In 2014, Prime Minister Narendra Modi was elected with a mandate for economic progress and reforms.

Critics say his last two terms have been characterized by a widening gap between the rich and poor in rural areas, as India’s economy grew by 8. 4%, its fastest pace in a year and a half, in the last three months of 2023.

India’s main opposition Congress, the Congress, has raised the issue of the Modi government’s closeness to billionaires in demonstrations ahead of national elections that begin on April 16.

The Global Inequality Lab said the points added that lack of education has left others in low-paying jobs and slowed the expansion of the poorest 50 percent and middle 40 percent of Indians.

Data from the Forbes billionaires ranking shows that the number of Indians with net incomes above $1 billion has increased from one in 1991 to 162 in 2022.

The two richest men in Asia, Mukesh Ambani of Reliance Industries and Gautam Adani of the Adani Group, are Indians.

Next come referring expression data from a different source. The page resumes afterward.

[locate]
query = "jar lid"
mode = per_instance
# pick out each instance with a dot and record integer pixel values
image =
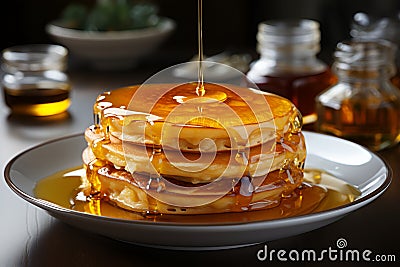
(35, 57)
(365, 55)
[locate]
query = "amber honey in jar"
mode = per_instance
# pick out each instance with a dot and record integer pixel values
(34, 81)
(288, 63)
(364, 106)
(367, 27)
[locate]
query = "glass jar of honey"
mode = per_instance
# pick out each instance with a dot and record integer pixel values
(288, 65)
(367, 27)
(364, 106)
(34, 81)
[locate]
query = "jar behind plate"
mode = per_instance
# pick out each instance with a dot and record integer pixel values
(364, 106)
(34, 81)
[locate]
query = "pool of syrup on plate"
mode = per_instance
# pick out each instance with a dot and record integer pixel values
(319, 192)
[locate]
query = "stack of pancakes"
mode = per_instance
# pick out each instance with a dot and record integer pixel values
(163, 148)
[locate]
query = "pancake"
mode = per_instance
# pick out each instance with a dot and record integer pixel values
(122, 189)
(161, 148)
(260, 159)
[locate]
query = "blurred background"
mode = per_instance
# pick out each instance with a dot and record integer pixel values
(228, 25)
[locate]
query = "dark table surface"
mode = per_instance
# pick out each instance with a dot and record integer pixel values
(31, 237)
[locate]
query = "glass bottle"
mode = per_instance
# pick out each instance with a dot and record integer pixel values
(288, 65)
(367, 27)
(364, 106)
(34, 81)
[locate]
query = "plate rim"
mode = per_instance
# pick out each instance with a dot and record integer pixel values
(52, 207)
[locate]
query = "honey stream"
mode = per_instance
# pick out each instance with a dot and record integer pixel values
(320, 191)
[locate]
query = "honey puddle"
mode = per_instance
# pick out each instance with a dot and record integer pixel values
(320, 191)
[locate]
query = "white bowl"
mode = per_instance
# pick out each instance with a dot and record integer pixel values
(112, 50)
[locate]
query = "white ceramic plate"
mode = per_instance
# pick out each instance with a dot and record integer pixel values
(347, 161)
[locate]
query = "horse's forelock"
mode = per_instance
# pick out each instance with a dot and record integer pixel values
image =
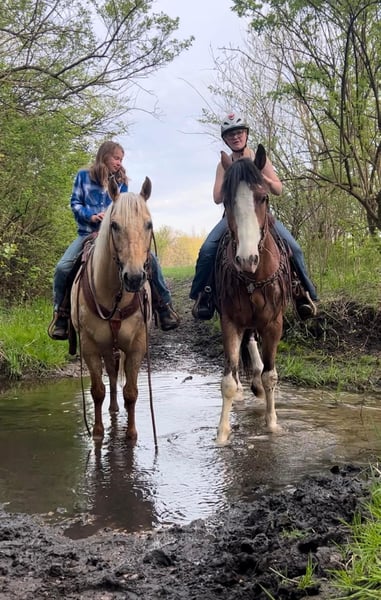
(242, 170)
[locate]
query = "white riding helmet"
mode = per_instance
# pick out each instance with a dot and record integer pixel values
(233, 121)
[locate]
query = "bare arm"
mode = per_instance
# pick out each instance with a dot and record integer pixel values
(271, 178)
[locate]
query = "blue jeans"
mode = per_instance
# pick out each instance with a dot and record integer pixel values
(297, 259)
(206, 258)
(66, 263)
(208, 252)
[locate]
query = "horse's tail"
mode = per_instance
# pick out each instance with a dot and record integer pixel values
(246, 358)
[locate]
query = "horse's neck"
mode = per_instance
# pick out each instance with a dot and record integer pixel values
(104, 274)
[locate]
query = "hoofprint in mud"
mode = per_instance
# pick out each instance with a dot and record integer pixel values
(250, 551)
(238, 554)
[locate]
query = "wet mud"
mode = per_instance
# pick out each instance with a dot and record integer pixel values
(254, 550)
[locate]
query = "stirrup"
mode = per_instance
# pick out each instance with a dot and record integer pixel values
(305, 307)
(58, 331)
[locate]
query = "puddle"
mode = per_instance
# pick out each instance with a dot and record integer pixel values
(50, 467)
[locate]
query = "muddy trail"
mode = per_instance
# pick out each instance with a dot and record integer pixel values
(254, 550)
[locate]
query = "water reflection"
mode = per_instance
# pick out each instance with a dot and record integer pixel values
(50, 466)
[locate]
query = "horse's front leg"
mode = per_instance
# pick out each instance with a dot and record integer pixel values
(257, 368)
(112, 366)
(98, 392)
(230, 383)
(130, 391)
(270, 341)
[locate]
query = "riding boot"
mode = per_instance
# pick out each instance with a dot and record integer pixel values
(59, 326)
(305, 306)
(203, 308)
(164, 313)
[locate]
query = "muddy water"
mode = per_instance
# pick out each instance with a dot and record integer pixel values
(50, 467)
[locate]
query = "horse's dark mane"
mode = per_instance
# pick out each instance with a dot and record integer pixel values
(241, 170)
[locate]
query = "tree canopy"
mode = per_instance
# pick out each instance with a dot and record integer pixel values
(327, 56)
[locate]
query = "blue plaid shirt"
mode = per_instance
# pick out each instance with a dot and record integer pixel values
(89, 198)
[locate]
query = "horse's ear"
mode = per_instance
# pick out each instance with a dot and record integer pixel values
(260, 157)
(226, 160)
(146, 189)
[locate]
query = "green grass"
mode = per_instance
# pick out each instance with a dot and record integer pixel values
(360, 578)
(179, 273)
(24, 342)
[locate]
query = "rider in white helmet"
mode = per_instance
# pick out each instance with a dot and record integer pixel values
(235, 132)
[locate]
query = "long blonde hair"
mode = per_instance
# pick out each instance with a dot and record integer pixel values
(99, 171)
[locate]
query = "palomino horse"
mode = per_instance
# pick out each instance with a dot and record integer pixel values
(252, 288)
(111, 303)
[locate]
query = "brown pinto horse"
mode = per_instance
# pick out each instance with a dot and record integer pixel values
(252, 288)
(111, 303)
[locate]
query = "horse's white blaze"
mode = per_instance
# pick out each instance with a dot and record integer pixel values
(248, 229)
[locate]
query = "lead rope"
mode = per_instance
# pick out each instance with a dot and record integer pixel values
(145, 315)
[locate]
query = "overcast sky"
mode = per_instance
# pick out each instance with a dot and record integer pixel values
(175, 152)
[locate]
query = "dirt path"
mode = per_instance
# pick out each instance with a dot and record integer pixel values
(235, 555)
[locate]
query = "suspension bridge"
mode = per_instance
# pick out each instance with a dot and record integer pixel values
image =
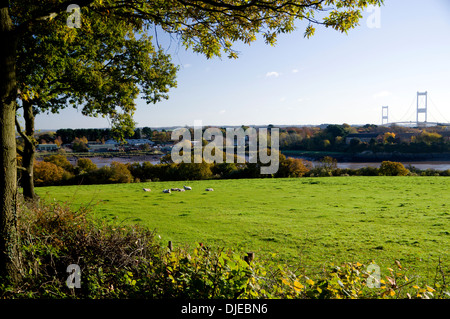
(419, 114)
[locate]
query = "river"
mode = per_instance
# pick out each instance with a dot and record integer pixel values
(437, 165)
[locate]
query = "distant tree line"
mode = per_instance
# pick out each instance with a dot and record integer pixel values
(333, 138)
(68, 135)
(57, 170)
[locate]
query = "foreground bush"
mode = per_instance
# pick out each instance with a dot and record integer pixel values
(119, 261)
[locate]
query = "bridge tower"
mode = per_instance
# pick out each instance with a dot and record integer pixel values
(384, 115)
(422, 107)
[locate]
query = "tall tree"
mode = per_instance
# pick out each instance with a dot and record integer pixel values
(209, 27)
(100, 69)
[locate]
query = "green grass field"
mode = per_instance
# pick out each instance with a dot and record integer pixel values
(309, 222)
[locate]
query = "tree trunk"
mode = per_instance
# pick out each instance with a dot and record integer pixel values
(9, 257)
(29, 152)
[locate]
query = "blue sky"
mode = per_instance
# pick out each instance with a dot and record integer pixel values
(329, 78)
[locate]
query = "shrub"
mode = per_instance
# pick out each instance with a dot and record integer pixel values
(46, 174)
(61, 161)
(118, 261)
(85, 165)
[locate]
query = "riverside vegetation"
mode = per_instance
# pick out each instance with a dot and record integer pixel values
(314, 237)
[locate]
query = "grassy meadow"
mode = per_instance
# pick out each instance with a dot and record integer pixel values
(309, 222)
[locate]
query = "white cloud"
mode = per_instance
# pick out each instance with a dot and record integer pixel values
(272, 74)
(381, 94)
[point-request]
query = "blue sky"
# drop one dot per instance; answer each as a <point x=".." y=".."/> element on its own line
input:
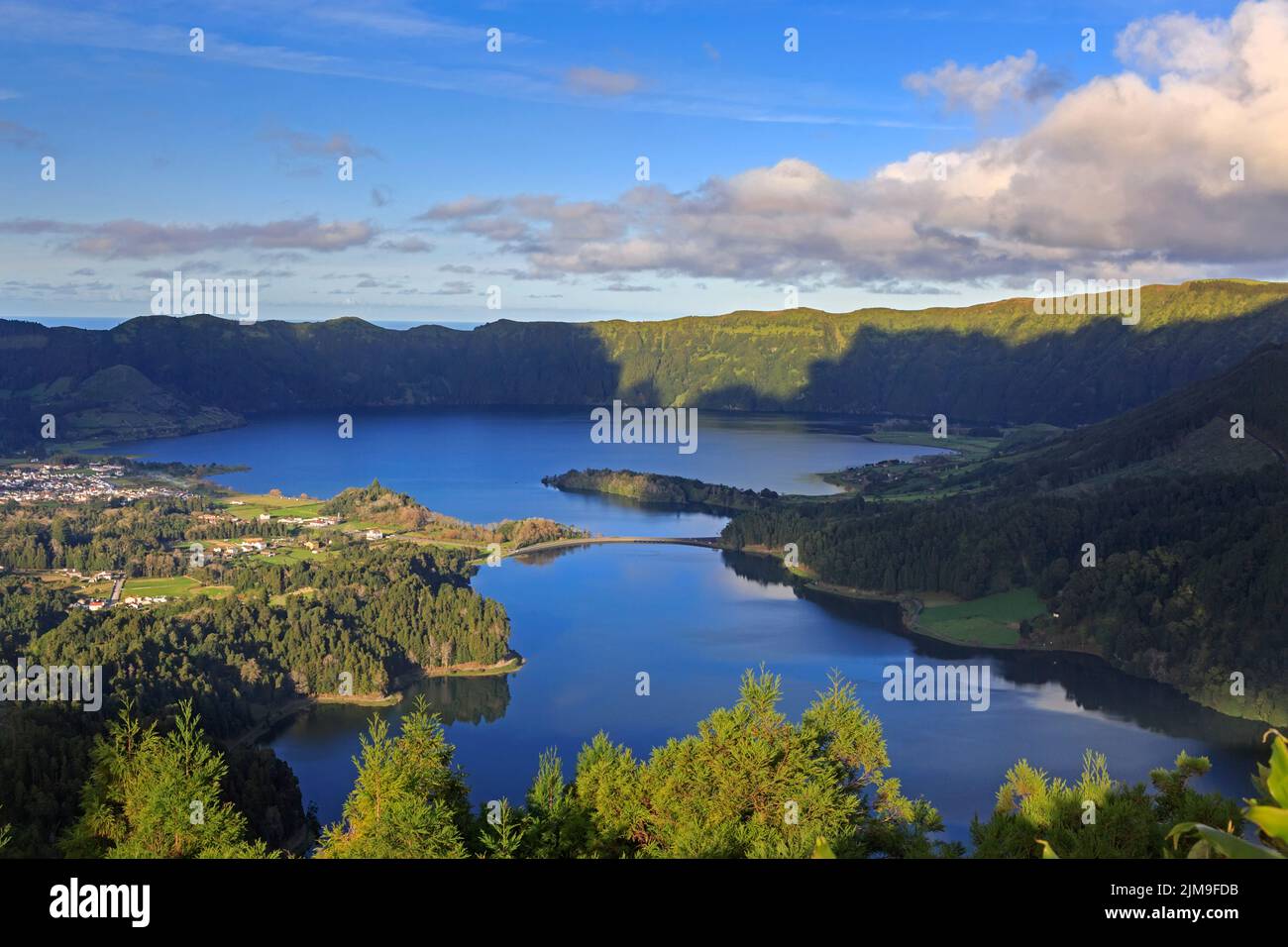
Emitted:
<point x="518" y="169"/>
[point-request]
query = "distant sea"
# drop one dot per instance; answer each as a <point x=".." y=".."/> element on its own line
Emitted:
<point x="111" y="322"/>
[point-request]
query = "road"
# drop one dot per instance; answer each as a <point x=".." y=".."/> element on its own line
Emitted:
<point x="706" y="541"/>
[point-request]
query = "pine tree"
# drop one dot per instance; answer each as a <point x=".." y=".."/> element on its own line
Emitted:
<point x="408" y="801"/>
<point x="154" y="796"/>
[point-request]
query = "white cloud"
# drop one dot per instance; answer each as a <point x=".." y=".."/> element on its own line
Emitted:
<point x="1124" y="174"/>
<point x="983" y="89"/>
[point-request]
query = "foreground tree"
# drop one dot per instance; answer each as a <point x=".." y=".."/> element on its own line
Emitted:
<point x="1267" y="812"/>
<point x="1096" y="817"/>
<point x="751" y="784"/>
<point x="154" y="796"/>
<point x="408" y="801"/>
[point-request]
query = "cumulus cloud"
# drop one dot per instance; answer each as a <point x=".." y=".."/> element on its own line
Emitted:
<point x="983" y="89"/>
<point x="407" y="245"/>
<point x="305" y="145"/>
<point x="140" y="240"/>
<point x="18" y="136"/>
<point x="591" y="80"/>
<point x="1127" y="174"/>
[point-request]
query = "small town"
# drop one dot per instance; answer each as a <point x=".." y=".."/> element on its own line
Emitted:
<point x="40" y="482"/>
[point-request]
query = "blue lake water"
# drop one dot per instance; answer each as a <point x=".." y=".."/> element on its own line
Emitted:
<point x="590" y="618"/>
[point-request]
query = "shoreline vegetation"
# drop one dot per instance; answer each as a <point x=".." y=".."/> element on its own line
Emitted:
<point x="279" y="716"/>
<point x="995" y="545"/>
<point x="145" y="377"/>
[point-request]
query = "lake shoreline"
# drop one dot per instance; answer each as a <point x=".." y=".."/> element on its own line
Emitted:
<point x="911" y="605"/>
<point x="274" y="719"/>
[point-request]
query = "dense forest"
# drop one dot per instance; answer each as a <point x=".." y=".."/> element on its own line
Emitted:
<point x="1188" y="579"/>
<point x="750" y="784"/>
<point x="997" y="361"/>
<point x="352" y="621"/>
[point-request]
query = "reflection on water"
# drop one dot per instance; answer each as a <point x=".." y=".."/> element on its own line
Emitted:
<point x="1085" y="682"/>
<point x="589" y="617"/>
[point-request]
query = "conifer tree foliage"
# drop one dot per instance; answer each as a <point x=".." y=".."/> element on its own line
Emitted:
<point x="1267" y="812"/>
<point x="1096" y="817"/>
<point x="408" y="800"/>
<point x="158" y="796"/>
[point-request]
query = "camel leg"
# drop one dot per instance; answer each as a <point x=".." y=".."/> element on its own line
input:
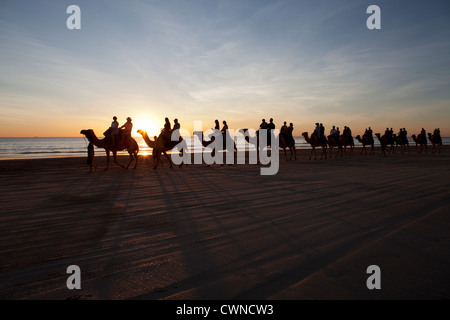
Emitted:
<point x="131" y="160"/>
<point x="156" y="158"/>
<point x="107" y="160"/>
<point x="115" y="160"/>
<point x="136" y="157"/>
<point x="168" y="158"/>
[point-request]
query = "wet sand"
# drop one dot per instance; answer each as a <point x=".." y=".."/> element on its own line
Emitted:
<point x="226" y="232"/>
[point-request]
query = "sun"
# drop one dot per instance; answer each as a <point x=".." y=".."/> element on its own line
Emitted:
<point x="148" y="125"/>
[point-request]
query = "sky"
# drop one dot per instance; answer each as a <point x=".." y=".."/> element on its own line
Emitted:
<point x="236" y="60"/>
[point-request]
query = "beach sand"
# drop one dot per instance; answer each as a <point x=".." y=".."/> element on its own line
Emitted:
<point x="226" y="232"/>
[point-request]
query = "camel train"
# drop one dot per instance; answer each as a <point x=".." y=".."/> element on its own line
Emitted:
<point x="162" y="144"/>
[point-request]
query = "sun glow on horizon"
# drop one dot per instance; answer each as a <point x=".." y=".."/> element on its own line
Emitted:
<point x="146" y="124"/>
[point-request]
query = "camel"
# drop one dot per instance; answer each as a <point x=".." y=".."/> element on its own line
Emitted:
<point x="212" y="137"/>
<point x="334" y="141"/>
<point x="436" y="141"/>
<point x="132" y="148"/>
<point x="401" y="141"/>
<point x="366" y="141"/>
<point x="385" y="141"/>
<point x="314" y="141"/>
<point x="159" y="145"/>
<point x="347" y="141"/>
<point x="421" y="141"/>
<point x="283" y="143"/>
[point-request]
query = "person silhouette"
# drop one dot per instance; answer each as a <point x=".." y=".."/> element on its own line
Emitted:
<point x="114" y="130"/>
<point x="176" y="124"/>
<point x="90" y="160"/>
<point x="126" y="131"/>
<point x="263" y="124"/>
<point x="270" y="128"/>
<point x="217" y="126"/>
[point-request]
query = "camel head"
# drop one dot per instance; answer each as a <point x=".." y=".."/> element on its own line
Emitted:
<point x="89" y="133"/>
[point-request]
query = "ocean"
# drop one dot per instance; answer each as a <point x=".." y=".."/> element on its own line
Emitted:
<point x="29" y="148"/>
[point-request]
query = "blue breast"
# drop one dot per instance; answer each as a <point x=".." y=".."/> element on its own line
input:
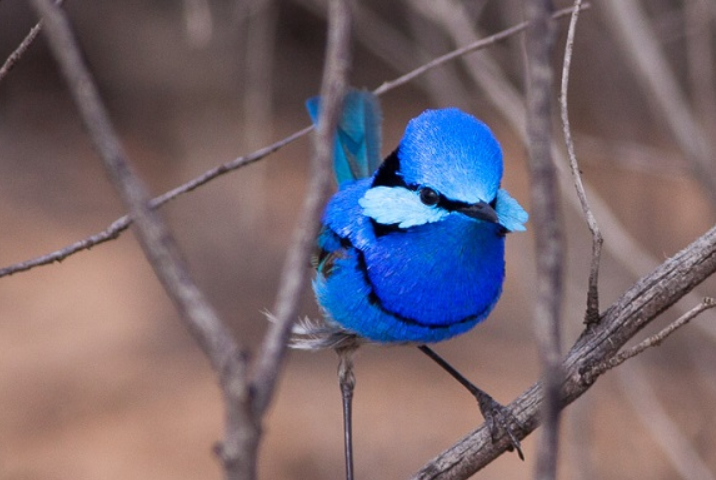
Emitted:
<point x="423" y="285"/>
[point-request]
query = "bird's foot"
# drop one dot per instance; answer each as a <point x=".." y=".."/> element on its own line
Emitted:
<point x="501" y="419"/>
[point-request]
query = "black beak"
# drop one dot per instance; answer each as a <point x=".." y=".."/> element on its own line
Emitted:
<point x="480" y="211"/>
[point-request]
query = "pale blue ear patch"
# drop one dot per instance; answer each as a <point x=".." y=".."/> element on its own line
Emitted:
<point x="399" y="206"/>
<point x="510" y="213"/>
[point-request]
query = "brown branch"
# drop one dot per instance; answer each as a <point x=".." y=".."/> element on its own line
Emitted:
<point x="546" y="225"/>
<point x="460" y="52"/>
<point x="120" y="225"/>
<point x="293" y="279"/>
<point x="226" y="358"/>
<point x="17" y="54"/>
<point x="592" y="313"/>
<point x="640" y="43"/>
<point x="652" y="341"/>
<point x="643" y="302"/>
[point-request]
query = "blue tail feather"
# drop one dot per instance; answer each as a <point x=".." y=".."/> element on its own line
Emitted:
<point x="357" y="145"/>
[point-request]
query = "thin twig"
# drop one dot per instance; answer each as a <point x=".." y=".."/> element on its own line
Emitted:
<point x="592" y="313"/>
<point x="118" y="226"/>
<point x="547" y="228"/>
<point x="294" y="274"/>
<point x="239" y="452"/>
<point x="652" y="341"/>
<point x="641" y="45"/>
<point x="478" y="45"/>
<point x="664" y="431"/>
<point x="17" y="54"/>
<point x="121" y="224"/>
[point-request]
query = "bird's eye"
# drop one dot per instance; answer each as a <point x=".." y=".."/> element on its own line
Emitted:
<point x="429" y="196"/>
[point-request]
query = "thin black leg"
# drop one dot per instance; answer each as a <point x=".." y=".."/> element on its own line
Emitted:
<point x="347" y="381"/>
<point x="496" y="415"/>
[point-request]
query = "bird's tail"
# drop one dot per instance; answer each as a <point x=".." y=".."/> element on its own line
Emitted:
<point x="357" y="144"/>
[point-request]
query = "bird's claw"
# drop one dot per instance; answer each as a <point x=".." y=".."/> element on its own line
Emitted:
<point x="500" y="418"/>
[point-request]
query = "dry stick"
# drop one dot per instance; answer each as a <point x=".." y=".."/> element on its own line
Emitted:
<point x="701" y="73"/>
<point x="17" y="54"/>
<point x="638" y="306"/>
<point x="665" y="432"/>
<point x="652" y="341"/>
<point x="478" y="45"/>
<point x="285" y="309"/>
<point x="547" y="228"/>
<point x="592" y="313"/>
<point x="641" y="45"/>
<point x="226" y="358"/>
<point x="121" y="224"/>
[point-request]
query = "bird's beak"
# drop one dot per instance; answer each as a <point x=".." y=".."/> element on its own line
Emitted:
<point x="480" y="211"/>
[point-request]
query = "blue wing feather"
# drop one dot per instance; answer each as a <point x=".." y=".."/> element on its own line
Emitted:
<point x="357" y="147"/>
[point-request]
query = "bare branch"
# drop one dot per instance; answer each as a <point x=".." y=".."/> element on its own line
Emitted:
<point x="228" y="361"/>
<point x="652" y="341"/>
<point x="664" y="431"/>
<point x="121" y="224"/>
<point x="640" y="43"/>
<point x="592" y="313"/>
<point x="17" y="54"/>
<point x="637" y="307"/>
<point x="546" y="225"/>
<point x="477" y="45"/>
<point x="118" y="226"/>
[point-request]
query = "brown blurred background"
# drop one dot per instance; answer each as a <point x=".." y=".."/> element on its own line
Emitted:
<point x="99" y="379"/>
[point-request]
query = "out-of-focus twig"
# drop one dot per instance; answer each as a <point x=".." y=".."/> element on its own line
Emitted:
<point x="701" y="71"/>
<point x="17" y="54"/>
<point x="121" y="224"/>
<point x="637" y="307"/>
<point x="652" y="341"/>
<point x="477" y="45"/>
<point x="240" y="445"/>
<point x="333" y="88"/>
<point x="547" y="228"/>
<point x="664" y="431"/>
<point x="592" y="312"/>
<point x="640" y="44"/>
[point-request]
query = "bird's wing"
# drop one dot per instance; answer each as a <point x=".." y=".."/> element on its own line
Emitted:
<point x="357" y="147"/>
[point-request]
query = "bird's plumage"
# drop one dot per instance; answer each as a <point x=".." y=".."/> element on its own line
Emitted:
<point x="413" y="251"/>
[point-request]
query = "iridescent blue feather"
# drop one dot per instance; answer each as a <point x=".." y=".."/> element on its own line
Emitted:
<point x="411" y="251"/>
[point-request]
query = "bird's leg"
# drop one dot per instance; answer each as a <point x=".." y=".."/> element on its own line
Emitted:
<point x="347" y="381"/>
<point x="497" y="416"/>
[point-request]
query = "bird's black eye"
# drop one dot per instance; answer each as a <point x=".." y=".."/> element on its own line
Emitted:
<point x="429" y="196"/>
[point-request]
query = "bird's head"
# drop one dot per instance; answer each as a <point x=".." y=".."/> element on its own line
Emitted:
<point x="448" y="162"/>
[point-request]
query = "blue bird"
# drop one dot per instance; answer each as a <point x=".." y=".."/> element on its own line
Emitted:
<point x="412" y="249"/>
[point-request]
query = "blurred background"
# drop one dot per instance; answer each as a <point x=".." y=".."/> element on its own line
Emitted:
<point x="98" y="377"/>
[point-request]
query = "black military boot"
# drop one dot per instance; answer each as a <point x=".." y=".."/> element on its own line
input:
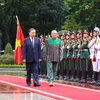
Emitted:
<point x="67" y="75"/>
<point x="77" y="76"/>
<point x="28" y="81"/>
<point x="72" y="78"/>
<point x="94" y="81"/>
<point x="84" y="76"/>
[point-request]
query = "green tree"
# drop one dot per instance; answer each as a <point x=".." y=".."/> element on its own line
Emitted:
<point x="8" y="49"/>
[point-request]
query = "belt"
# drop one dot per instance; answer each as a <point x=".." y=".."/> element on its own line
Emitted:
<point x="84" y="50"/>
<point x="76" y="50"/>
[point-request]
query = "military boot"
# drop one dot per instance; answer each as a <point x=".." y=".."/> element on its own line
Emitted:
<point x="94" y="81"/>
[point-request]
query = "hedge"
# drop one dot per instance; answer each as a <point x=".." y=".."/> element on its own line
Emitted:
<point x="11" y="66"/>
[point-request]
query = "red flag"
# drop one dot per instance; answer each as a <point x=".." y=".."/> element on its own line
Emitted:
<point x="18" y="44"/>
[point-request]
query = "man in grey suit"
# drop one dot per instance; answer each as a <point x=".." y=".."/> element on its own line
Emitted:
<point x="32" y="56"/>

The richest 10,000 Americans among India’s 92 million adults have an average wealth of 22. 6 billion rupees ($271. 91 million), 16,763 times the country’s average, while the richest 1% own an average wealth of 54 million.

In December, the Indian government’s top economic adviser said subsidized grain distribution, spending on education and health, and direct cash transfers through a rural employment program had helped distribute revenue sources more equitably.